Sep-2022
Boyce’s Motel has welcomed visitors for three generations

Barrett Gray is the third generation of his family to run Boyce’s Motel. Whether it’s the guest rooms or window boxes, Gray takes pains to make guests stays aesthetically pleasing and comfortable.
Barrett Gray has spent most of his life at Boyce’s Motel in Stonington. Gray’s maternal great-grandmother, Mae Boyce, and his grandparents, George and Barbara Boyce, opened the silver-shingled inn in 1961. He has worked at the motel, in some capacity, since junior high.
“My mom worked full time,” Gray recalls. “When summer rolled around, she said I was going to the babysitter. I said I didn’t want to go to the babysitter. She said, ‘Then you’re going to be down with your grandmother and helping her with the motel.”

Barrett Young has kept up his grandmother Barbara Boyce’s genuine hospitality toward visitors and making their stay memorable. PHOTO COURTESY BARRETT YOUNG
What began with mowing the lawn and running errands turned into larger tasks like housekeeping. When Gray graduated from the University of Maine at Augusta with an associate degree in hospitality management, he purchased Boyce’s from his grandmother, Barbara. He has run it ever since.
Located on Main Street, Boyce’s is picturesque and has a 1950s vibe that hasn’t changed since it opened 61 years ago. The motel’s brightly colored sign is inset with a three-dimensional carving of a yellow oilskin-suited fisherman briskly rowing a skiff. Fuchsia, marigolds, geraniums, sweet alyssum and million bell petunias and marigolds fill the window boxes. A white picket fence shield the section of sidewalk from the street. Across Main Street, Boyce’s has an enclosed deck, where guests can enjoy their a.m. coffee or beer and wine late in the day while watching the boat traffic and other goings-on in Stonington Harbor.

Boyce’s Motel boasts an enclosed deck on the waterside of Main Street, where the inn’s guests can enjoy their early morning coffee or evening drinks and watch goings-on in Stonington Harbor. In the mid-1980s, craftsman Richard Lindloff made the motel’s unique sign.
Boyce’s offers a variety of accommodations from smaller rooms with just a bed and bathroom, to apartments with private decks and kitchens. Red accents connect the motel’s different buildings.

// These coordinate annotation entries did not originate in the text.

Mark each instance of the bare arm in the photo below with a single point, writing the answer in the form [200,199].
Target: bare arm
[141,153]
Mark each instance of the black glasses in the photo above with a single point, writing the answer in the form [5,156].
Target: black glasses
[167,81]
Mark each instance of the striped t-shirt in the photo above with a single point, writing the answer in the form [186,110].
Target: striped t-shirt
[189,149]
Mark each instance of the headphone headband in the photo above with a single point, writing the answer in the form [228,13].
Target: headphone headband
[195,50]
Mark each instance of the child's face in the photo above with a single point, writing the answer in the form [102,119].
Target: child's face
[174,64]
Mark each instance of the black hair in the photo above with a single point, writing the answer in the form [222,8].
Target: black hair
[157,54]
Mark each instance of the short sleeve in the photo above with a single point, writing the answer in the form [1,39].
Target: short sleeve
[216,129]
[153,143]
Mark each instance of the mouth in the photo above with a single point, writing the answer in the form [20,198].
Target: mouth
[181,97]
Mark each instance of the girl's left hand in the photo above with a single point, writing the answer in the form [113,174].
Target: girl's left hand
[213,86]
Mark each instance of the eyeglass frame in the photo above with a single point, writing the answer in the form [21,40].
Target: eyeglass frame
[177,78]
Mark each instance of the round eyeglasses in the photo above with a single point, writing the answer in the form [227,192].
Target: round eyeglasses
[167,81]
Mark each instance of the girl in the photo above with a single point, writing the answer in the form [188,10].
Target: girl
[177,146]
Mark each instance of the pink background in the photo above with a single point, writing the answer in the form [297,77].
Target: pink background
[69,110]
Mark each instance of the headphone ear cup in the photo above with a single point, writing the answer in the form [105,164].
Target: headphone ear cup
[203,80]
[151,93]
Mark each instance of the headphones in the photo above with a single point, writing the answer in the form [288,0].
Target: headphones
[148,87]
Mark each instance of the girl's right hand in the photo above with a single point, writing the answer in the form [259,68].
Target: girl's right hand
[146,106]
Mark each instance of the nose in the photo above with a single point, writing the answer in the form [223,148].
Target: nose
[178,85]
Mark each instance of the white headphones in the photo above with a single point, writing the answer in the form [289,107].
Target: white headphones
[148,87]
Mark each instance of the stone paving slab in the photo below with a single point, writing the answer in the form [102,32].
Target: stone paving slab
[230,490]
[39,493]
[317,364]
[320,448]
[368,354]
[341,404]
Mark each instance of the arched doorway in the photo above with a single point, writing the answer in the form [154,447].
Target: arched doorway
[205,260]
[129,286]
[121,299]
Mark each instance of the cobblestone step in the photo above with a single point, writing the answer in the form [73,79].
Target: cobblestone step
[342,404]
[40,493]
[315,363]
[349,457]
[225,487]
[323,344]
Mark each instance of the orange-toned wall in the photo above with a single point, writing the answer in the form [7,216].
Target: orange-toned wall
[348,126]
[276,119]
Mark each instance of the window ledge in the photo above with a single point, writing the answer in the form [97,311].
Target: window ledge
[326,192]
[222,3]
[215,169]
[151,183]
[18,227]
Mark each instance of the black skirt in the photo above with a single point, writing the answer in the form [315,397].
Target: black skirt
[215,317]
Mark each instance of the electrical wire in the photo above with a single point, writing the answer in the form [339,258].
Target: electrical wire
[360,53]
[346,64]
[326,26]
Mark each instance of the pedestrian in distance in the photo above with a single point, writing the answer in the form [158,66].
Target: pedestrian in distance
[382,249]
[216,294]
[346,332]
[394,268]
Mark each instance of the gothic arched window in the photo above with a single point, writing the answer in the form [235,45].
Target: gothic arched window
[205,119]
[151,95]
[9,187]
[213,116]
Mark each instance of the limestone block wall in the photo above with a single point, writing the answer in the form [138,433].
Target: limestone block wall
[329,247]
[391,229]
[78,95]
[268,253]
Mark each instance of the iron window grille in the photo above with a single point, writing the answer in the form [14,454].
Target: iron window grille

Each bedroom has its own character reflected in the quilts, furniture and artwork.
“I think Stonington is really a place where you can unwind and regroup,” Gray said. “There’s enough to fill a week on vacation in Stonington. But the activities are not going to come to you, you’ve got to go to them.”
A commercial fishing town on Deer Isle, which lands more lobster than any other Maine port, Stonington offers a quieter alternative to Bar Harbor. Historically an artist’s colony in summer, the downtown district boasts a fine bakery, coffee shops, art galleries, restaurants and other businesses. Boat tours and sea kayaking outfitters are available. Seaside and woodland hiking trails are easily reached through Island Heritage Trust’s website at islandheritagetrust.org. The town also is where one catches the ferry to Isle au Haut (pronounced “eye-la-HO”), which means “high island” in French. The island, 7 miles from Stonington, is home to a section of Acadia National Park.
Gray, himself, lives in the second oldest building on Main Street. On the motel’s property, the gray-shingled house is where his mother, Becky Gray, and her four siblings grew up. His great-grandparents owned the dwelling before that.
When Gray’s great-grandfather, Theodore Boyce, purchased the property in 1920, he ran a grocery store in what is now the main building for 30 years. Before Theodore’s wife, Mae, converted the store into the present motel, it once housed a dress shop and the Stonington Public Library.
Boyce’s is known for its hospitality. Gray’s grandparents often invited guests into their own home just steps away from the motel.
“My grandmother loved to cook,” Gray explained. “They were always inviting guests in for a lobster dinner around their table.”
That sense of hospitality and family has never left Boyce’s. Housekeeper Jen Smith Dietlin said Gray will get lobsters for guests to make in their kitchens and will take his staff on outings. Recently, they all went out to lunch. Dietlin, who met Gray while a guest at Boyce’s, said she has gone kayaking with Gray and the team two years in a row.
“It’s quite a special place and Barrett [is] wonderful,” she said. “I don’t know what Stonington and Deer Isle would do without him.”
An active member of the community, Gray takes Wednesdays and Thursdays off from working at the motel to lead the Healthy Island Project’s Lunch Box program, which prepares lunches for 120 seniors each week. Many of the recipes he uses, such as fish and potatoes (salted cod with pork scraps over potatoes and pickled onions), are ones his grandmother taught him.
“I had a very close relationship with my grandmother,” Gray said. “She was certainly, I would say, a great friend, my grandmother and a mentor.”